Any trip requires planning. If you want to go to Japan, you would consider when to go, for how long, which airline to take, which cities to visit and more. Even the most relaxed traveler would have some plans in place.
A genealogy research trip requires the same sort of planning. The more you plan, the more rewarding your experience will be.
Your first step is to determine what it is you want to accomplish. Do you want to hold specific records in your hands? Or, do you want to wander around the towns where your ancestors lived? Perhaps you hope to obtain Evacuee Case Files, look at manuscript collections or determine where your family relocated following incarceration.
If you have been following this column, you know that it’s important to develop a research plan, to organize your findings and to keep track of the data in a timeline. With these tools, you will be able to decide what it is you want to accomplish and where you want to research.
Your second step is to develop a plan based on a specific repository or location. Use Websites and catalogs that are online to prepare for your adventure. In addition to determining exactly what records you want to view and whether or not there are restrictions on how many records you can access in one visit, it’s critical to learn:
the hours and days each facility is open to the public
whether or not appointments are required (and if so, how to go about making those appointments)
what materials/equipment can or cannot be brought into the research room
how long you can stay in the repository
whether or not you should/can request items in advance of your arrival (highly recommended)
whether or not there are other guidelines of which you should be aware
Don’t forget to explore transportation options, including parking if traveling by car, or the public transit system in a particular city.
Create a master list of items you want to obtain and copies of relevant notes or documents but DO NOT bring original documents with you.
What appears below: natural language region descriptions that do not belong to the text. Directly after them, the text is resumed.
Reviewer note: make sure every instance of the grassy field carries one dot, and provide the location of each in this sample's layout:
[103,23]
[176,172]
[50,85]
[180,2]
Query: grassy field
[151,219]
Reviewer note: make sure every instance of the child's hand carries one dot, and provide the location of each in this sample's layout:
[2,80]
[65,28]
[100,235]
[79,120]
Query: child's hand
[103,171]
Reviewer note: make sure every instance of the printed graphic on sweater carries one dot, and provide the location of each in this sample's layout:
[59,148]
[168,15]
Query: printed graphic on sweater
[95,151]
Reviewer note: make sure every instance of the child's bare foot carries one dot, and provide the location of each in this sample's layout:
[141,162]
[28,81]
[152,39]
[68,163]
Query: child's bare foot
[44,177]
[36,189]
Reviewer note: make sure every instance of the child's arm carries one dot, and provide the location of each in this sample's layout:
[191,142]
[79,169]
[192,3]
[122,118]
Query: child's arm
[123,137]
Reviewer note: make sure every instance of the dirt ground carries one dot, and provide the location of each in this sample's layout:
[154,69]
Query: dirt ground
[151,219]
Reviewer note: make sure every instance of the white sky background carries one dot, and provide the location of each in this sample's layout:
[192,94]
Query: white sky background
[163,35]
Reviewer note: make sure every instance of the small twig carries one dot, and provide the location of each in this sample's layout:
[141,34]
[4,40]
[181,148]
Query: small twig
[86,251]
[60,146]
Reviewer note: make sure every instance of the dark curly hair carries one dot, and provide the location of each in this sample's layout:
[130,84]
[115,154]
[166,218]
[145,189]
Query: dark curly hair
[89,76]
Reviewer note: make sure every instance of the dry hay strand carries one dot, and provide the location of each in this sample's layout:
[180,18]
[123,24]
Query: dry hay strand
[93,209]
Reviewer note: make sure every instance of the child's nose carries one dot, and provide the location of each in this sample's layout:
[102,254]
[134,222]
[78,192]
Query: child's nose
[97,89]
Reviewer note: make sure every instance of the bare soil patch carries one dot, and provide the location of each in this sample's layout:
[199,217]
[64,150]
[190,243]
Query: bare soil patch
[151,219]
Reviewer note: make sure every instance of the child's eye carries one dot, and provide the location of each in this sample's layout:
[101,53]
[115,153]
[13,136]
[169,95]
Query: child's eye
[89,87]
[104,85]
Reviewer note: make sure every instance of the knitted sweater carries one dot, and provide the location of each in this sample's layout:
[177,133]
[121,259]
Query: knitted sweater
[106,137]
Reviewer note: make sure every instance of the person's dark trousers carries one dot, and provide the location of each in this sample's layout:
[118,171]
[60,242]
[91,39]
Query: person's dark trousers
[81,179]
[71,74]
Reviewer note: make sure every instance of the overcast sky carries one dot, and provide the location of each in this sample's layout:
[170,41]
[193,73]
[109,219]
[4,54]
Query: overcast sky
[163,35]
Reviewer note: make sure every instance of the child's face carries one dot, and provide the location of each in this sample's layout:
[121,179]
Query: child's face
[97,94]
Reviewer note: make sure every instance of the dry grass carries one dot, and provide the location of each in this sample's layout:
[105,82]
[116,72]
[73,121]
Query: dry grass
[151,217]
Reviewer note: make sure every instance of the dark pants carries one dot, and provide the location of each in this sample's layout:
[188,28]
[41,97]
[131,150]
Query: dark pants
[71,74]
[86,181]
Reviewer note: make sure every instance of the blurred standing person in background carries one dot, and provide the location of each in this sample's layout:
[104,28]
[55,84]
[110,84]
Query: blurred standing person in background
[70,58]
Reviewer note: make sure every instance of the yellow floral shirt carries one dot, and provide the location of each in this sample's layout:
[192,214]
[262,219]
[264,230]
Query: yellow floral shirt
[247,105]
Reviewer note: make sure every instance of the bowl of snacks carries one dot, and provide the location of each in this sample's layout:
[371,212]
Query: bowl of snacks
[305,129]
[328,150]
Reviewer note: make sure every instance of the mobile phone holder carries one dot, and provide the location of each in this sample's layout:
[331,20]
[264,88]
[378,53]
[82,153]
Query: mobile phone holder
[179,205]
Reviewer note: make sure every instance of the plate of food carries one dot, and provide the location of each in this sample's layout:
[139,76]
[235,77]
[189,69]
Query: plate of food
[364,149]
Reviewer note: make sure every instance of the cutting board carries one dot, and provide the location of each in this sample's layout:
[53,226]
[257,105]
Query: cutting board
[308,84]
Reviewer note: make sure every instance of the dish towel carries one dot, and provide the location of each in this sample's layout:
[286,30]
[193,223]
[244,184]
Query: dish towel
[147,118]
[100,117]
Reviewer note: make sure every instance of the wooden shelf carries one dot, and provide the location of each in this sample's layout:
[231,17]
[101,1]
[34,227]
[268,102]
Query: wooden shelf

Make sure those items are scanned before you leave home.
Your third step is to decide how you want to record your results. A camera? A tripod with a 90 degree arm? A flatbed scanner? Does the repository even allow personal scanners? What else might you need? A computer or notebook, pencils and paper? Are you allowed to bring your own paper? Coins for a copy machine? Credit card for those places which no longer handle money? Have you packed all necessary power cords and adaptors? Get all of this ready well before you head to that archive, library, or museum. Practice with your equipment ahead of time. You don’t want to get someplace and realize you haven’t set up the software on your scanner or don’t know how to use your new tripod.
Your fourth step, when your research plan is in place, is to contact the repositories you want to visit. This is always a good idea, but even more so because of COVID. Each facility will have different protocols to keep employees, volunteers, and patrons safe. There may also be differing protocols for facility disinfection and ventilation, as well as quarantine requirements for archival materials and books. Some facilities may operate on a limited schedule with a limited number of visitors. Other facilities remain closed.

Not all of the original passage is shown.